6. Applications, Limitations, and Future Directions
Graph-structured reasoning datasets underpin research in several high-impact areas:
- Generalized Reasoning and Algorithmic Robustness: By grounding performance in schematic, controlled reasoning structures, these datasets facilitate work on model generalization, systematic error discovery, and cross-paradigm transfer (Zhang et al., 23 Jul 2025, Chen et al., 7 Jan 2026).
- Instruction-Following and Alignment: Structured prompts and schema-constrained answers (e.g., GRAFT) are critical for instruction-following evaluation at the intersection of vision, language, and formal reasoning (Verma et al., 21 Aug 2025).
- Explainable and Trustworthy AI: The explicit graph traces in ExplaGraphs, Ref-Reasoning, and TITAN support interpretable, inspectable reasoning chains, indispensable for safety and oversight in mission-critical applications (Saha et al., 2021, Simoni et al., 16 Oct 2025).
- Process Supervision and Reinforcement Learning: Fine-grained annotations allow for process reward models and DPO, providing a rigorous pipeline for training LLMs to value-stepwise reasoning over mere answer matching (Peng et al., 2 Mar 2025).
- Limitations: Many datasets are synthetically generated or limited to moderate graph sizes (e.g., ≤40 nodes in GraphPile), which may not cover large-scale or power-law graphs.
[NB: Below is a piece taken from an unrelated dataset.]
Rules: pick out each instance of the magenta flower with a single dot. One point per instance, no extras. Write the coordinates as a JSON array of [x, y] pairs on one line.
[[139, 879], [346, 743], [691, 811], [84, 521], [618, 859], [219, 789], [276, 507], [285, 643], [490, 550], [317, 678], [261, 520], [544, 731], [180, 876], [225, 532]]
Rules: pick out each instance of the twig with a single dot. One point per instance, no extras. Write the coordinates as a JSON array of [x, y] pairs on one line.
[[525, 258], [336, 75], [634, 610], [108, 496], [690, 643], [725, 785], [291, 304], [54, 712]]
Data collection can be labor-intensive (crowdsourcing for ExplaGraphs), and current annotation schemes may underrepresent certain domain-specific or multimodal relation types. Negative or adversarial graph variants are not universally explored.
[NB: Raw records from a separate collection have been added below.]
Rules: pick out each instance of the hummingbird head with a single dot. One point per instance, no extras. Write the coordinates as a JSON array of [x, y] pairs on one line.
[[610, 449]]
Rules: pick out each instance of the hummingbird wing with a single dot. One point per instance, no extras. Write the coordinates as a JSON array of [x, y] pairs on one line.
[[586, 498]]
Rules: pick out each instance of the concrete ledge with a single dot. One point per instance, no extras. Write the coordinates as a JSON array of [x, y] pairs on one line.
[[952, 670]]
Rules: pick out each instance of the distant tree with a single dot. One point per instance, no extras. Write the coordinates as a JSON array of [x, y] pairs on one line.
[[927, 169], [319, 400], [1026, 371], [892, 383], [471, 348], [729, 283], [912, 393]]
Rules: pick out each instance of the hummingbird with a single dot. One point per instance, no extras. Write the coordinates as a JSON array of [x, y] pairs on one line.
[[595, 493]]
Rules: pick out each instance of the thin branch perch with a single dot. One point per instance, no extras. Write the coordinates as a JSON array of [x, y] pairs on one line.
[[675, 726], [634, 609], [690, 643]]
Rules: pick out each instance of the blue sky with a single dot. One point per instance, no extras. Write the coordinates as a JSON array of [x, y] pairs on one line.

A plausible trend is the further integration of multimodal data (e.g., combining graph, image, table, and textual evidence), scaling to more complex real-world graphs, and the systematization of negative augmentation to disentangle reasoning errors due to structural versus semantic misalignment.
7. Representative Datasets: Summary Table
| Dataset | Domain | Core Construction | Scale / Notable Features | Reference |
|---|---|---|---|---|
| Ref-Reasoning | Vision-Language | Auto: scene graphs + templates | 791,956 expressions, 83,989 images | (Yang et al., 2020) |
| GRAFT | Vision, Charts/Tabs | Prog. chart/table gen | 3,151 instances, JSON/YAML schema, 6 QA types | (Verma et al., 21 Aug 2025) |
| TITAN | Cyber Threat Intel | KG traversal, LLM path traces | 88,209 QA-path-CoT triples, MITRE KG | (Simoni et al., 16 Oct 2025) |
| GraphEval36K | Coding/Alg. | LeetCode, auto test suites | 40 problems, 2,850 graphs, 8–11 graph types | (Wu et al., 2024) |
| GRS-QA | Multihop QA | Struct. annotation, negatives | 10,000+ QA w/ explicit reasoning graphs | (Pahilajani et al., 2024) |
| ExplaGraphs | Commonsense/Wiki | Create–Verify–Refine pipeline | 3,166 graphs, 53 topics, stance+graph output | (Saha et al., 2021) |
| GraphSILO | Algorithmic Reason. | Auto trace + MCTS, step label | 118,189 prob.–soln., 394,165 step labels | (Peng et al., 2 Mar 2025) |
| GraphPile | CPT, code, text | Mixed (CoT, PoT, ToE, real) | 2.68 M samples, 10.9 B tokens, 23 tasks | (Zhang et al., 23 Jul 2025) |
| SGR (“Chains→Graphs”) | General-domain QA | LLM-chains, alignment/merge | 9,869 merged reasoning graphs | (Chen et al., 7 Jan 2026) |
Collectively, these corpora drive research progress in structural reasoning, offering robust testbeds for new architectures, supervision schemes, and learning objectives in both domain-specific and general AI.